Suyun önemi hakkında farkındalık oluşturmak amacıyla çeşitli etkinliklere sahne olan 22 Mart günü 1993 yılından beri farklı temalarla düzenleniyor. Bu yıl ABD’nin New York şehrinde yapılacak Birleşmiş Milletler Su Konferansı ile aynı tarihe denk gelen Dünya Su Günü’nün bu seferki teması ise “Değişimi Hızlandırmak”.
“Su krizinden dönmek için son fırsatları değerlendirmemiz lazım”
22 Mart Dünya Su Günü dolayısıyla bir açıklama yapan Türkiye Gıda ve İçecek Sanayii Dernekleri (TGDF) Yönetim Kurulu Başkanı Demir Şarman, dünyanın su krizini aşmak üzere bir araya gelerek faaliyete geçmek için elindeki son fırsatları değerlendirmesi gerektiğini söyledi. Devletlerin ve toplumların Birleşmiş Milletler Sürdürülebilir Kalkınma Amaçlarının 6’ncısı olan Temiz Su ve Sanitasyon hedeflerine ulaşmak için el ele vermesi gerektiğini belirten Şarman, önlem almakta gecikilirse su krizinin geri dönülmez hale geleceğini ifade etti.
“Suyun Sürdürülebilirliği raporumuz geçerliliğini koruyor”

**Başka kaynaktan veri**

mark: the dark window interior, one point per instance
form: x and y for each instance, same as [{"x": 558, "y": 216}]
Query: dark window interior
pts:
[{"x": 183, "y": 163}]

Yılda 1,4 milyon kişinin yetersiz su ve sanitasyona bağlı nedenlerle hayatını kaybettiğini, dünyadaki her dört kişiden birinin güvenilir içme suyuna erişimi olmadığını vurgulayan Demir Şarman OECD verilerine göre küresel su talebinin 2050 yılına kadar yüzde 55 oranında artacağına dikkat çekti. Kuraklığın sadece çöl kuşağındaki ülkelerin değil sulak ve yeşil kuşakta bulunan ülkelerin de bir sorunu olduğunu söyleyen Şarman, TGDF’nin geçtiğimiz yıl yayınladığı “Türk Gıda ve İçecek Sektöründe Su Riskleri ve Sürdürülebilirliği için Politika Önerileri” raporunun geçerliliğini koruduğunu ifade etti.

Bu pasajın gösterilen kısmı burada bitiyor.